Question: What % of the fees goes to the artist versus the label?
*evil grin*
Francois
The other thing that’s significant but not mentioned is that ISPs are capping the download traffic of users. For example, HughesNet has a daily download limit f 190MB and Verizon & Comcast & ATT also has implemented limits. And if the limits are exceeded, the user is shut off from the internet completely for a period of time afterwards (ex: HughesNet is a 24-hr period). This all helps drive away listeners.
Japan on the other hand has taken the opposite approach where they keep giving the user more and charging less. Their internet is now capable of being used for gaming and for performing medical operations by doctors.
Interesting…they start to charge for the music, and no one is willing to pay (else there would be no shutdown). The wild claims of lost profits always bothered me, since there is an infinite demand for free goods. All this is showing is the true market value of the product. Better to keep it free and enjoy whatever promotional value might be in the broadcasts.
This is part of the issues with Satellite Radio which has been paying fees and is exposed to more fees.
ALso the future issue with Cable TV–
iot started decades ago as commercial free-then came commercials, then came premium channels to get commercial free–then came sports and then premium package sports–now we have the Cowboy packer game tonight on a premium package within premium package on pay cable tv.

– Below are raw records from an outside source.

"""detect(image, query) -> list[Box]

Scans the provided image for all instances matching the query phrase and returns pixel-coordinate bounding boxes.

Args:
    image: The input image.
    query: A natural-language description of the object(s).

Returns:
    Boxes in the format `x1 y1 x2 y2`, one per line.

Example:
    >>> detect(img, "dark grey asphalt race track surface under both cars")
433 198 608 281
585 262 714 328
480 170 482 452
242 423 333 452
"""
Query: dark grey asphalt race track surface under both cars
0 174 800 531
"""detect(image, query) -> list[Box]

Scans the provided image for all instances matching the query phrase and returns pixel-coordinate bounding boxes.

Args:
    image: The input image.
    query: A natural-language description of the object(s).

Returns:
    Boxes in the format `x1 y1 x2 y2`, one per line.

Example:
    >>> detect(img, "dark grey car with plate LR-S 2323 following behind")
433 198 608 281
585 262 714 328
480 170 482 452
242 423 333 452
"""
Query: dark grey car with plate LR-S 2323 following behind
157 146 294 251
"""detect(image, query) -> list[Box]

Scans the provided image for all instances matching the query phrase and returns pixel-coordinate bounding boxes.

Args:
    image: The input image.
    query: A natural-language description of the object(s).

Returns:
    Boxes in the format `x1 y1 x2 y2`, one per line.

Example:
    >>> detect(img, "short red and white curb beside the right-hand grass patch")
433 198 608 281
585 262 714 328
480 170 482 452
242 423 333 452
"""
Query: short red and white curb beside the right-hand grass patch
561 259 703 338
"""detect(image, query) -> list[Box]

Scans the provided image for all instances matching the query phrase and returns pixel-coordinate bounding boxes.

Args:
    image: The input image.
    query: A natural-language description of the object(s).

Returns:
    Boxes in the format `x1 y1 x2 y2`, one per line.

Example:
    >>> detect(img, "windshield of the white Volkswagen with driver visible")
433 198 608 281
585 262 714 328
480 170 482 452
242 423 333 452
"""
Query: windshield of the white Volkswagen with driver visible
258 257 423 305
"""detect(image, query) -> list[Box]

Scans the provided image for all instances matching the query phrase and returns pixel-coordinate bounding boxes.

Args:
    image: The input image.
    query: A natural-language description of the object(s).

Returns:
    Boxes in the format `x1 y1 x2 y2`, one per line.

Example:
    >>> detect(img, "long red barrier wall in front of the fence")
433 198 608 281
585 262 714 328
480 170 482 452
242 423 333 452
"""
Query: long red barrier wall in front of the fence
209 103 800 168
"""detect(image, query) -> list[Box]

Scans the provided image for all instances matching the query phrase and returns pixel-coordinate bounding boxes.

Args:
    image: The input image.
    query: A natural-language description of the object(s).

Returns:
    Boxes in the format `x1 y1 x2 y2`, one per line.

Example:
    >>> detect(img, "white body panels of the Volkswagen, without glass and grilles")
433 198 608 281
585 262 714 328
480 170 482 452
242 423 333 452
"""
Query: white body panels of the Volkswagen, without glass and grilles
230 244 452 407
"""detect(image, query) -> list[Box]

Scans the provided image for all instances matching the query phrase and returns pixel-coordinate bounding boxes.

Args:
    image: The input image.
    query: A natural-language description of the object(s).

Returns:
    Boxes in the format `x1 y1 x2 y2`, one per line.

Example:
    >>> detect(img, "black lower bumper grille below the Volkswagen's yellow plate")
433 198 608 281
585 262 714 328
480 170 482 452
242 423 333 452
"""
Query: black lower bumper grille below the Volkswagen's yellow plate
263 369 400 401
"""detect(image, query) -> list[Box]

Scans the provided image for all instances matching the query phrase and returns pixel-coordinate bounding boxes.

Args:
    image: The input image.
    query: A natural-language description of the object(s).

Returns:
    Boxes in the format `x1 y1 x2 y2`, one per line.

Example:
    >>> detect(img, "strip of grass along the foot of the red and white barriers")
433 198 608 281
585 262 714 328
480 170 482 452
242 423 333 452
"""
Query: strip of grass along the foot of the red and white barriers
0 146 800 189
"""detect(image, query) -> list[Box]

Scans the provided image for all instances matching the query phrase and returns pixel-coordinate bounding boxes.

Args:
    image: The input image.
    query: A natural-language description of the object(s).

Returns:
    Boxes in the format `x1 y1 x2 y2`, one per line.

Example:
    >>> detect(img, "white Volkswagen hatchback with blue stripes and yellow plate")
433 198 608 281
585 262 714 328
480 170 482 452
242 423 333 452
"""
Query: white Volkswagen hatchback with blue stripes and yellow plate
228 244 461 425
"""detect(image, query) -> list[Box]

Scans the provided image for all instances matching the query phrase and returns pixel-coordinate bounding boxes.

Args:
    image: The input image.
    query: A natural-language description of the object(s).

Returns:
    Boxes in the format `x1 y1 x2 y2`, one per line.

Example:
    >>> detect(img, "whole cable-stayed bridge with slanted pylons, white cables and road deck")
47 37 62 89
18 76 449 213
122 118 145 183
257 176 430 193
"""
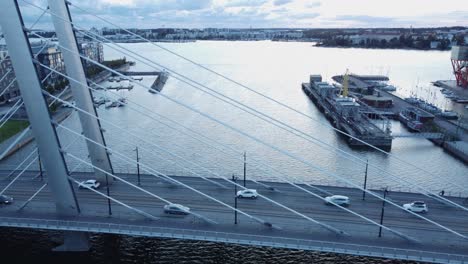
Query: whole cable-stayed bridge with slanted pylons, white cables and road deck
0 0 468 263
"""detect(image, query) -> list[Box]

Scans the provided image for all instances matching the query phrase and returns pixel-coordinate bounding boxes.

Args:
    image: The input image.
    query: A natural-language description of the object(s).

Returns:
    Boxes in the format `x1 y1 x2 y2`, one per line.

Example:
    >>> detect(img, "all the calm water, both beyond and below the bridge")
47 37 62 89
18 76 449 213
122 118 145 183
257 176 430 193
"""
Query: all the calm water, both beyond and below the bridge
0 41 462 263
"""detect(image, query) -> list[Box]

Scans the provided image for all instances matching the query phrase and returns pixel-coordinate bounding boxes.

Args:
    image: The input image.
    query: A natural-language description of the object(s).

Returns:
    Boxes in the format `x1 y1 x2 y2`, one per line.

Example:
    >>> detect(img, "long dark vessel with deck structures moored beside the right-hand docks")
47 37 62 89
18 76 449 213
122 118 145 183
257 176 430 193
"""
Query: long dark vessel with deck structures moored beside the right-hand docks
302 75 393 150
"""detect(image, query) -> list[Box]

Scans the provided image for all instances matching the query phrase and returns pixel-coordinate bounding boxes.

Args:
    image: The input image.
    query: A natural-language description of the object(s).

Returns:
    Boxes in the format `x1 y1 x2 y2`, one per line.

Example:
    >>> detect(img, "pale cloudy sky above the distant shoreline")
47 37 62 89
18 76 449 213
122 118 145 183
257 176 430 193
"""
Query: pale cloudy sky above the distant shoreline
19 0 468 28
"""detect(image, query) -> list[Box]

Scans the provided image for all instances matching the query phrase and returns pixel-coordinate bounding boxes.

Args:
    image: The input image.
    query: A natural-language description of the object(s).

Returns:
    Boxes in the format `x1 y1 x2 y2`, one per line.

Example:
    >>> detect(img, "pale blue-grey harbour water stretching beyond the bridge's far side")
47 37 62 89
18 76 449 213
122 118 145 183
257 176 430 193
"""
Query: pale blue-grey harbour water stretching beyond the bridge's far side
2 41 468 195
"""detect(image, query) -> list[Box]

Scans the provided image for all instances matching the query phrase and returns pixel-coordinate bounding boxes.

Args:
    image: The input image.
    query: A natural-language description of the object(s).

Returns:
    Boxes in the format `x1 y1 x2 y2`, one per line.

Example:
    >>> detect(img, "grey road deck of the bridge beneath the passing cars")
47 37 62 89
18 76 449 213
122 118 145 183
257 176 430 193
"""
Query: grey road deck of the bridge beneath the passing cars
0 172 468 263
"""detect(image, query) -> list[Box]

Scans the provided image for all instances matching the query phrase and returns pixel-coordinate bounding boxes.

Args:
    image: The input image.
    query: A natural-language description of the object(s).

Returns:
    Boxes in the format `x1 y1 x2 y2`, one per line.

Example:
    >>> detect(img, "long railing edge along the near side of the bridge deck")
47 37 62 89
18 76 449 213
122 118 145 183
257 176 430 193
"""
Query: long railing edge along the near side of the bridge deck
0 217 468 263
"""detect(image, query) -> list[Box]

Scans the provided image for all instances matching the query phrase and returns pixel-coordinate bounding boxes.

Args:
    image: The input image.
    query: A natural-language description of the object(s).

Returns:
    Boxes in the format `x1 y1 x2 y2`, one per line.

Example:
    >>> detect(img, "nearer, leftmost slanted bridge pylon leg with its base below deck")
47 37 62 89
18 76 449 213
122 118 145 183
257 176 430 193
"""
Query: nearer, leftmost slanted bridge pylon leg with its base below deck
0 0 89 251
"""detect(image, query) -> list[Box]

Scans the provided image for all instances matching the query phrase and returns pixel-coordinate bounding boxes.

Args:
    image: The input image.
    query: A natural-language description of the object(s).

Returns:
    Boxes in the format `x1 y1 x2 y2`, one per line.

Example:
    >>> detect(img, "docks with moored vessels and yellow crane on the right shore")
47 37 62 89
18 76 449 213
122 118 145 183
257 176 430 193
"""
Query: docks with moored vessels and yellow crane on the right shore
302 69 468 163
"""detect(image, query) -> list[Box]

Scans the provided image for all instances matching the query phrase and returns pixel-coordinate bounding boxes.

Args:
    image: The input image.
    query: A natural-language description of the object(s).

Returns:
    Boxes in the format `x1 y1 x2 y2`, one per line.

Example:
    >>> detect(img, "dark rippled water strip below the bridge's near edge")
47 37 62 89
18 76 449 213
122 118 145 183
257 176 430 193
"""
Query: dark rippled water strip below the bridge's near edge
0 228 416 264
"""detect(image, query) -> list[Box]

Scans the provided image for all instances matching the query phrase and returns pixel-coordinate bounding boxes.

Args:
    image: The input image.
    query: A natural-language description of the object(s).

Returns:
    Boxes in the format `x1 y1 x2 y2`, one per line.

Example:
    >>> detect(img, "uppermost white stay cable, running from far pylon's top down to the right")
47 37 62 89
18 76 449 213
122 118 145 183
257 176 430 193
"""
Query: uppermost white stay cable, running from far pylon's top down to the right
59 0 468 198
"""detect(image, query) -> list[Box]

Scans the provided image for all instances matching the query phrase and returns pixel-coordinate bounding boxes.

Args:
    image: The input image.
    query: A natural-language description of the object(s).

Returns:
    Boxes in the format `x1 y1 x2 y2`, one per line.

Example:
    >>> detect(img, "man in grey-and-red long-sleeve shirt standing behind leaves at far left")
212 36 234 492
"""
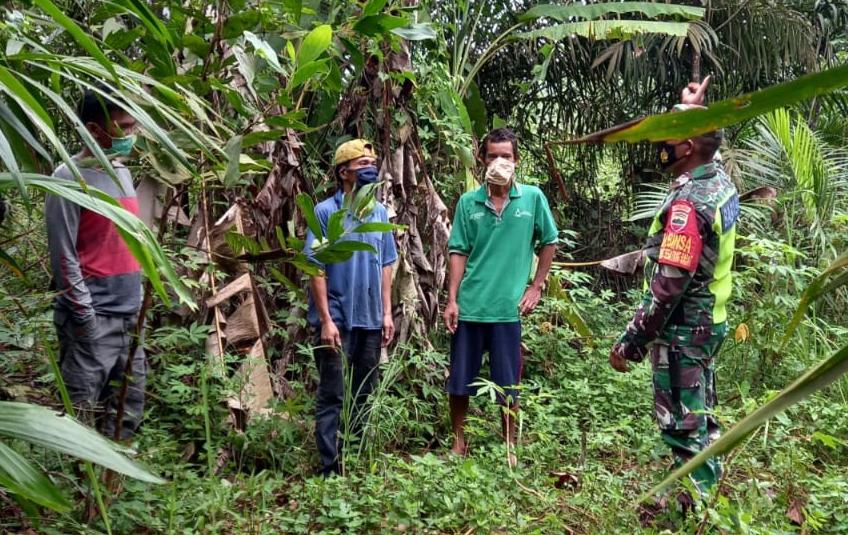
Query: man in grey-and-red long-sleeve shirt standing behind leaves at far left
44 91 146 439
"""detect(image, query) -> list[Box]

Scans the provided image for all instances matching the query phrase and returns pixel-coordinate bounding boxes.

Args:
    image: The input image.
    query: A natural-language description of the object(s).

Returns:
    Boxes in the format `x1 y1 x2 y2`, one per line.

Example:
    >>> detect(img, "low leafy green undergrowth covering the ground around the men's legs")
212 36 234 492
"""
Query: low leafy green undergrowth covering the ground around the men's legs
0 240 848 534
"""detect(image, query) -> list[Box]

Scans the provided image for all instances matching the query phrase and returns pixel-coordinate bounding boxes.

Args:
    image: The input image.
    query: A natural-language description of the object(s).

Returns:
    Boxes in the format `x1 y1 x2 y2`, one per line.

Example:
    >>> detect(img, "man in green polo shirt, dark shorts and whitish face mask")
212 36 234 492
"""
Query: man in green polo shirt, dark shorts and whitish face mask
444 128 558 464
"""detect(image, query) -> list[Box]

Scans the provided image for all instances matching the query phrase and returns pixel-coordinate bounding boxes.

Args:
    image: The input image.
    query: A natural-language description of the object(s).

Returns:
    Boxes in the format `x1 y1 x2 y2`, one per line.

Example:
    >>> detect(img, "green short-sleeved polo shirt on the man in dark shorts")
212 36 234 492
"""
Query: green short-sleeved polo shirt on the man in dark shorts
448 183 558 323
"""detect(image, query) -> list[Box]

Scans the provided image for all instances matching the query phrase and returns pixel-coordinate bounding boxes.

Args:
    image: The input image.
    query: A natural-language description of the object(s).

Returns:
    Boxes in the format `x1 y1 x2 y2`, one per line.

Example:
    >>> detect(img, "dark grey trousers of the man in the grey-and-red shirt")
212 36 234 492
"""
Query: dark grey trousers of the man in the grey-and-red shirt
53 310 147 440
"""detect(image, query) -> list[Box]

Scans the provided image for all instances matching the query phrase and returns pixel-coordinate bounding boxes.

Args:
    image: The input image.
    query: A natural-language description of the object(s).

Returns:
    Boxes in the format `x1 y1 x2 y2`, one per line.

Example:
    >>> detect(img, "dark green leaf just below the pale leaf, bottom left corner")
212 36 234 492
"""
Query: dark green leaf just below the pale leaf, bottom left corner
0 442 71 513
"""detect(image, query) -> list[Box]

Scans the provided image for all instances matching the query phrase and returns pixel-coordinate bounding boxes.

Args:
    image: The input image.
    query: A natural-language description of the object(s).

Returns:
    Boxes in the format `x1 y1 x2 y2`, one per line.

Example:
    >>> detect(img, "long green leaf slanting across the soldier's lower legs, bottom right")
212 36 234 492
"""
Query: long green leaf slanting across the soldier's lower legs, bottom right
639 346 848 501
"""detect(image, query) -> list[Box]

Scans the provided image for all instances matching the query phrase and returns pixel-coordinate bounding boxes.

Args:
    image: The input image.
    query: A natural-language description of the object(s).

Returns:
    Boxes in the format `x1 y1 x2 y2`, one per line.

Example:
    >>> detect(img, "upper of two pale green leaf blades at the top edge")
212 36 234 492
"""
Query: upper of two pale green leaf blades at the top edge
519 2 706 22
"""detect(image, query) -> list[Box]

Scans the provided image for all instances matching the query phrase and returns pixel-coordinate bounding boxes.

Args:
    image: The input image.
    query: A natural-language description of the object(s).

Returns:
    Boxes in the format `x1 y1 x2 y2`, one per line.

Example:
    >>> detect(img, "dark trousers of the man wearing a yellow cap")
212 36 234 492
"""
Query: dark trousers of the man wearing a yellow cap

Let me know when we have to pay for commercials (we do–hsn)
hal,
everyone is already paying for commercials since a 2-hr program on the Dish or cable has about 50% content and 50% commercials.
they have a license to print money since they get money from advertisers and money from subscribers.
they are running announcments on di.fm asking listeners to contact their legislators regarding this issue…
Other than myself, is anyone commenting here actually *in* the music business??
Barry, you are conflating two mediums: air broadcast and web “broadcasting.” The rate increases are for entities rebroadcasting licensed works via the INTERNET, not “radio” as we know it. Webcasters have been paying FAR less than their radio-based counterparts for similar audience shares. These adjustments were meant to bring equity to the two mediums from a royalty perspective.
Yes, some webcasters will have to change their business model or go out of business. Pandora built a business on cheap licenses, gambling they’d never go up in price (Hello, Countrywide?). Prices increased, and Pandora’s scrambling. While we all love Pandora cause they’re so hip and cool and funky and HIP AND COOL, they may have not have had the business foresight and acumen to create and administer a functional business model given the operational climate.
The Bloomberg article is biased: it says “Threat to growth” about 2/3 the way through. “Growth” of course is the religious incantation of the business wonk, and anything that threatens it is bad.